Which brings us to Marc, Keith, & Tom. Contracted by the US Department of Defense, they were conducting aerial reconnaissance support when their Cessna’s engine died, forcing them to crash land in the vicinity of a FARC patrol. We approach the fifth anniversary of their captivity. The FARC have suffered significant losses during the past 5 years, their numbers dropping, recruitment suffering, and influence waning. But they remain the largest insurgent force in the hemisphere, well armed, solidly funded, experienced, and lead by a cadre committed to continuing the conflict.
Prospects for a peaceful release are dim.
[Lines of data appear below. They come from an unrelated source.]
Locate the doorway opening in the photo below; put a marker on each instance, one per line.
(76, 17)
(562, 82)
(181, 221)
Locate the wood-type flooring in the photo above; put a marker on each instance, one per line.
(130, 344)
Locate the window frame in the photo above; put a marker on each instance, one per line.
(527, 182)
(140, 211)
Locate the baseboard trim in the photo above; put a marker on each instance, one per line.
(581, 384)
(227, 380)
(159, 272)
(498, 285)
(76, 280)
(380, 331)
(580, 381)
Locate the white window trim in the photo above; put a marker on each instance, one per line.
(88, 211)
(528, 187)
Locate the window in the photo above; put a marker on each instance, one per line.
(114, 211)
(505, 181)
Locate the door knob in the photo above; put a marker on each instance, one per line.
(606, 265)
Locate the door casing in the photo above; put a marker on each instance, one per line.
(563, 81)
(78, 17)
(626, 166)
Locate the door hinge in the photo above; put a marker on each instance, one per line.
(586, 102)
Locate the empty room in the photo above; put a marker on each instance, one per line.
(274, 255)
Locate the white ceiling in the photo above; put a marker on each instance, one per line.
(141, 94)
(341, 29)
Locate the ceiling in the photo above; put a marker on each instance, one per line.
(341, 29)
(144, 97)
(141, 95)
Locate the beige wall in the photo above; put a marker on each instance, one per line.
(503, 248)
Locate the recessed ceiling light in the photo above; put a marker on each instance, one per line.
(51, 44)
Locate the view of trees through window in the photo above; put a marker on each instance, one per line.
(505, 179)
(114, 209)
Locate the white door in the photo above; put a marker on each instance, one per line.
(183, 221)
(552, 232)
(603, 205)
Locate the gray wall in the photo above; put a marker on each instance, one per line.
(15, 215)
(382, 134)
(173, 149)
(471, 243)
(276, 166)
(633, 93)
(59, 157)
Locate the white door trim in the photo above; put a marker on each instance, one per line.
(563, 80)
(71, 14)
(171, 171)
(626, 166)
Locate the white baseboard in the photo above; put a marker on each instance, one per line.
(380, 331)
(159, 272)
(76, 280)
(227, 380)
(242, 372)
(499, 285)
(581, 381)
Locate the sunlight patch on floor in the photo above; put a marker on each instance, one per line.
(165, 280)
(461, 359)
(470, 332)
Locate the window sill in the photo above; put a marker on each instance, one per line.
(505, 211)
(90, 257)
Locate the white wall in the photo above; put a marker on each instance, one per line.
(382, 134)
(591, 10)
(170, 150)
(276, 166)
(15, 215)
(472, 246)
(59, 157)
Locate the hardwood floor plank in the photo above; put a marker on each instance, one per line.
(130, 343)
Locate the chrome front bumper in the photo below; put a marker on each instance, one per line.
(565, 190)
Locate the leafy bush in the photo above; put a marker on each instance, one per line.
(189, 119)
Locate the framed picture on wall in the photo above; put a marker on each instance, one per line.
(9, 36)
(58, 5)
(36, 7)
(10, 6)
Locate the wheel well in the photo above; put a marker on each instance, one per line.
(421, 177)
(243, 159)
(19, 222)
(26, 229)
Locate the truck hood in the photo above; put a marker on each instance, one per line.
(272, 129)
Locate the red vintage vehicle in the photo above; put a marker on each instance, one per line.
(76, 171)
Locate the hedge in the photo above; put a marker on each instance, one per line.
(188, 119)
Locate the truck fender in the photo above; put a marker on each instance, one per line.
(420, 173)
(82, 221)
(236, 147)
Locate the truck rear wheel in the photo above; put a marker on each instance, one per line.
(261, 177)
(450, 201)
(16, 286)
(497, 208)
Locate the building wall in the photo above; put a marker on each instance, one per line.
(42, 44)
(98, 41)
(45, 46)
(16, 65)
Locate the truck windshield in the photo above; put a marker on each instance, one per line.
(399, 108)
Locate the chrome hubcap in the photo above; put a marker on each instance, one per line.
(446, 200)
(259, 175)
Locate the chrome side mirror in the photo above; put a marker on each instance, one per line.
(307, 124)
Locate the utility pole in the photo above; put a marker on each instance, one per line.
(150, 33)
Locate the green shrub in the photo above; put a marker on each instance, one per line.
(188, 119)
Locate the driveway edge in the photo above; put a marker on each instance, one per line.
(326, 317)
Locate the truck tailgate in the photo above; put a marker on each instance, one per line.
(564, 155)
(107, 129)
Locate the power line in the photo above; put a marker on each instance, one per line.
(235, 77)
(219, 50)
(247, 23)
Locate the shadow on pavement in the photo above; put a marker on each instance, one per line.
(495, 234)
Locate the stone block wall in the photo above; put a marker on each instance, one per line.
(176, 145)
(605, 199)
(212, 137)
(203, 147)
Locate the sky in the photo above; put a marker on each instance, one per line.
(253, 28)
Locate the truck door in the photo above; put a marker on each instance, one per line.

While kidnapping for ransom is a common funding method for the insurgents, high profile and political prisoners tend to stay captive for years, and are sometimes executed. The FARC hold hundreds of Colombian national hostages, including Ingrid Betancourt, a presidential candidate captured in 2002, numerous elected officials, civil employees and police officers. The FARC have used their high profile captives as bargaining chips, putting forth various hostage exchange scenarios that would swap some FARC-held prisoners for hundreds of captured FARC members being held in Colombian prisons. On rare occasions, the FARC will make a good will gesture, as they did last week with the release of two long term hostages; Betancourt’s aid and a former Congresswoman, into the care of their perceived ideological sympathizer, Venezuelan President Hugo Chavez.
As I said in the first post:Here is what I propose: In one month, on February 13th, on the fifth anniversary of their imprisonment, I would like to see every blogger and journalist with which we have the slightest influence post something about Marc, Keith, & Tom. Anything. Decry the drug war. Rail against the communist-based, narco-trafficking insurgents. Rage against Western imperialism in Latin America for all I care. Just remember Marc, Keith, & Tom. Express concern for their welfare, and hope for their freedom. Demonstrate to their families that they are not forgotten. Help spread the word. If you have a blog, mark the date, prepare a post. If you don’t, send an email to your favorite blog. I don’t care if anyone link’s to this post, I really don’t. Just get something posted. Let’s spread this far and wide. This is something that can cross nearly all ideological boundaries. I don’t know what good this can do, but I would like to think that it might elevate the issue in the minds of influential parties. Hostages have been released for lesser public relations reasons.